Franchement c'était pas la oeine de le regarder pour moi.
Une grand partie du film est noir sans image ni vraiement son.
Je me dema'de?

Nicolas9178
23/12/2020 à 11:54

Le meilleur film de Johanson.

Scarlett fait l’unanimité
20/12/2020 à 19:06

Globalement tout le monde est d’accord
Ce film est une tuerie
Pour une fois !!!

C. Ingalls
20/12/2020 à 18:32

La scène de la plage... un de mes plus grand troma cinématographique.

mouais Bof...
20/12/2020 à 17:39

En 3 films seulement avec une période plus ou moins longue entre ces longs metrages,le trop rare Jonathan Glazer montre qu'il est un réalisateur de génie.

Sexy Beast avec le trio Kingsley/Winston/Mcshane est l'un de mes films cultes.

Under the skin n'echappe pas à la regle. Grande pépite d'or. Ce type mérite qu'on le voit plus souvent. Qu'on aime ou non ,il apporte une vision du cinéma malheureusement trop rare.

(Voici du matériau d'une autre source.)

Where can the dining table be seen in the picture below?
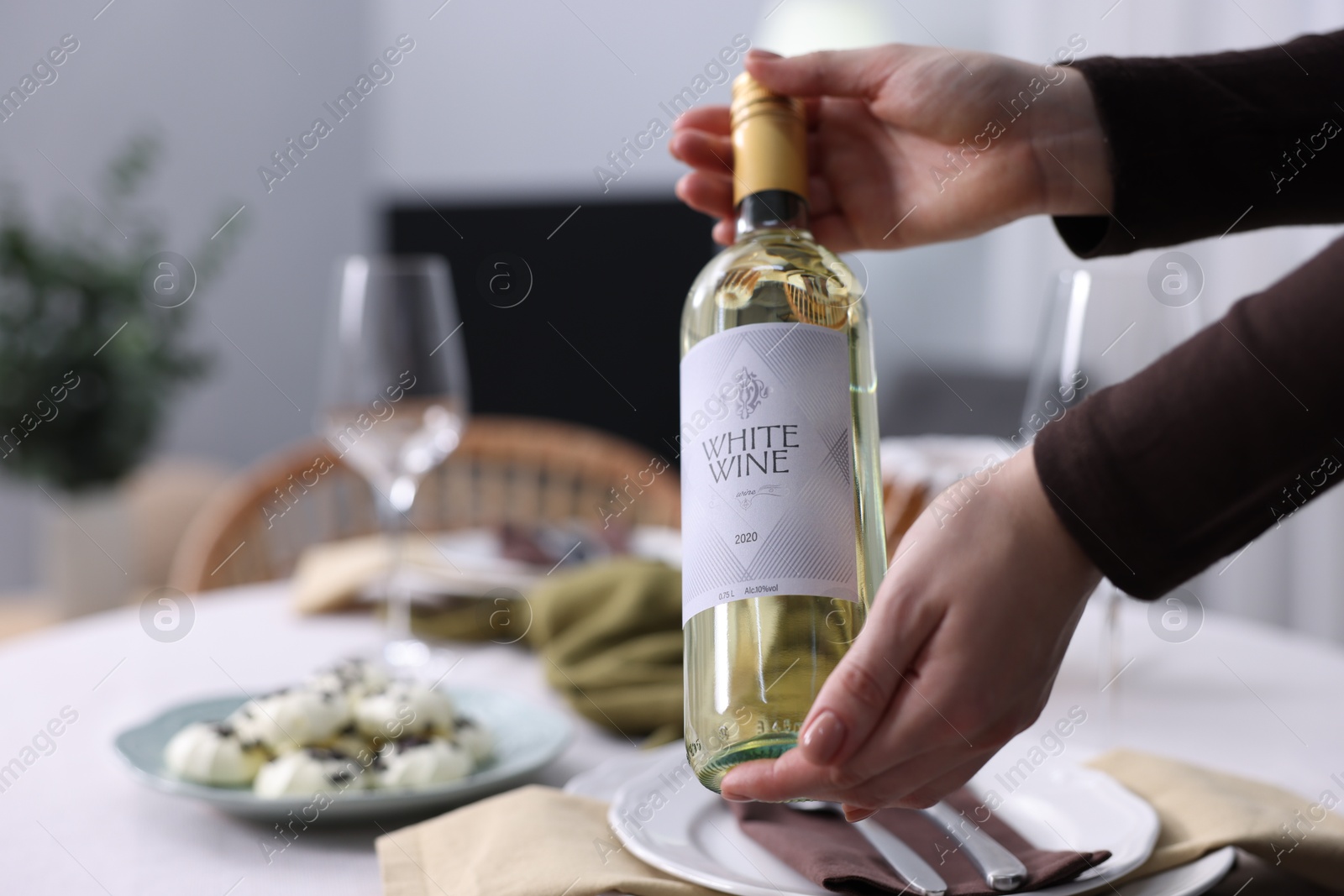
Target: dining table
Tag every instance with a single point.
(1225, 692)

Un film chelou pour des mecs chelous comme moi.

Nico
20/12/2020 à 17:15

Extrêmement déçu par ce film, je m'attendais à une pépite sensorielle, et malheureusement j'ai plus eu l'impression de me retrouver devant un mauvais film d'étudiant en dernière année de Beaux arts. J'ai malgré tout beaucoup apprécié la dernière séquence.

Ikea
20/12/2020 à 16:16

Un des derniers films vraiment osé que j'ai pu voir. Sans trop savoir pourquoi, il me rappelle le film "Possession" de Zulawski. Peut-être ce rapport à l'altérité, cette sensation d'être face à une oeuvre qui ne s'embête pas à s'expliquer et qui, malgré tout, possède lors de sa vision. Bref, une expérience de cinéma, maladroite et (car ?) jusqu’au-boutiste, mais qui m'a rappelé pourquoi j'aime ce médium.

Matrix r
20/12/2020 à 15:22

Je m'en vais palper les sites streaming

Birdy
20/12/2020 à 14:32

Bon OK je me le fais, j'avoue avoir fait le flemmard au moment de choisir parmi les affiches. Comme quoi on finit par se standardiser, y a 20 ans il aurait été le 1er film ciblé parmi les 20 proposés.

major fatal
20/12/2020 à 14:30

Un film génial...........Enfin un film sur la différence total qui existe avec l'extraterrestre.